İsrail’in geçmişteki anlaşma sicili, bu konuda temkinli olunması gerektiğini gösteriyor. İsrail, kuruluşundan bu yana imzaladığı birçok uluslararası ve bölgesel anlaşmayı ihlal etmişti. Ürdün, Mısır, Suriye ve Lübnan’la yapılan anlaşmalarda da revizyonist bir tutum izleyen Tel Aviv, özellikle Suriye iç savaşının ardından Golan Tepeleri’ndeki işgalini genişleterek bu yaklaşımını yeniden ortaya koymuştu.
Filistin ile İsrail arasındaki süreçlerde de benzer bir tablo görülüyor. Oslo Anlaşmaları sonrasında yaşanan gelişmeler, İsrail’in verdiği taahhütleri yerine getirmekte isteksiz olduğunu açıkça göstermişti. Bu nedenle, Gazze’deki mevcut ateşkesin kısa veya orta vadede ihlal edilmesi olasılığı da göz ardı edilmiyor.
Buna karşın, ateşkesin sağlanması, Gazze’deki insani felaketin hafiflemesi açısından büyük önem taşıyor. İsrail ordusunun tampon bölgenin gerisine çekilmesi ve sivillere yönelik saldırıların durması, bölgedeki tansiyonu düşürebilecek gelişmeler arasında.
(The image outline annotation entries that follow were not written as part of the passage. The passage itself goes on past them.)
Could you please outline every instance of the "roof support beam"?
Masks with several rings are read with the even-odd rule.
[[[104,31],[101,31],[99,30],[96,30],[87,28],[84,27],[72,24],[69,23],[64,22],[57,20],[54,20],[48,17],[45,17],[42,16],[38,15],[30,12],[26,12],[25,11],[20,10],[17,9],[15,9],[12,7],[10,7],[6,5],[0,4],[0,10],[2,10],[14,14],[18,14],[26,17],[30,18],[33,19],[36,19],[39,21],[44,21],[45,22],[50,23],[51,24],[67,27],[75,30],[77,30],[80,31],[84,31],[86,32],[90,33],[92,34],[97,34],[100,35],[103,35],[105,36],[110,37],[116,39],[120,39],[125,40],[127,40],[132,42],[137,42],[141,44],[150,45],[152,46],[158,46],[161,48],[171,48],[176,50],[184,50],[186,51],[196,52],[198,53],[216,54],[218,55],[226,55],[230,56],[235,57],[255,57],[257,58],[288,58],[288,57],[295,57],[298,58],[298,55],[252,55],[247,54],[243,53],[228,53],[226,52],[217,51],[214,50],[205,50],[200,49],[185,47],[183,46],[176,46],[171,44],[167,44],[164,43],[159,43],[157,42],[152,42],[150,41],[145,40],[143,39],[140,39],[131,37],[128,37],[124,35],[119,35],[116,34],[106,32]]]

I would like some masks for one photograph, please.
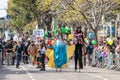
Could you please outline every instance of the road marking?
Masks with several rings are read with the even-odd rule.
[[[30,76],[30,78],[33,78],[33,76]]]
[[[97,78],[102,78],[102,76],[96,76]]]
[[[104,78],[104,80],[108,80],[108,79]]]
[[[95,74],[89,74],[89,75],[92,75],[92,76],[94,76]]]
[[[16,72],[16,74],[18,74],[18,72]]]
[[[29,66],[29,67],[30,67],[30,66]],[[31,76],[31,74],[29,73],[29,71],[28,71],[24,66],[22,66],[22,68],[23,68],[23,70],[26,71],[27,75],[28,75],[32,80],[36,80],[36,79],[34,79],[33,76]]]
[[[103,79],[103,80],[109,80],[109,79],[103,78],[102,76],[99,76],[99,75],[96,75],[96,74],[90,74],[90,73],[86,73],[86,74],[97,77],[97,78],[100,78],[100,79]]]
[[[28,76],[30,76],[31,74],[30,73],[27,73]]]

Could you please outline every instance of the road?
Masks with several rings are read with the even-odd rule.
[[[87,66],[79,73],[74,71],[73,65],[62,72],[49,67],[40,71],[31,64],[22,64],[20,69],[4,66],[0,69],[0,80],[120,80],[120,72]]]

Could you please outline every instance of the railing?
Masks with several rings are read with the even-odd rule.
[[[120,53],[110,52],[105,57],[102,57],[101,53],[97,53],[95,59],[98,68],[120,71]]]
[[[3,53],[2,53],[2,49],[0,49],[0,68],[2,67],[2,62],[3,62]]]

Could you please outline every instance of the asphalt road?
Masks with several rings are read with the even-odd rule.
[[[62,72],[49,67],[46,67],[46,71],[40,71],[31,64],[22,64],[20,69],[3,66],[0,69],[0,80],[120,80],[120,72],[87,66],[79,73],[74,71],[72,64]]]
Bu süreçte Hamas’ın diplomatik masadan görece bir kazanımla ayrıldığı da değerlendiriliyor.
Ateşkesin uygulanabilirliğini artırabilecek en önemli unsur ise, Türkiye, Mısır ve Katar’ın garantör ülkeler olarak sürece dahil olması. Bu üç ülke, Gazze’deki çatışmaların sona ermesi ve insani yardımların ulaştırılması için yoğun diplomatik çaba harcadı. Uzmanlara göre, garantörlük mekanizması, İsrail’in anlaşmayı ihlal etme ihtimaline karşı denge unsuru oluşturabilir.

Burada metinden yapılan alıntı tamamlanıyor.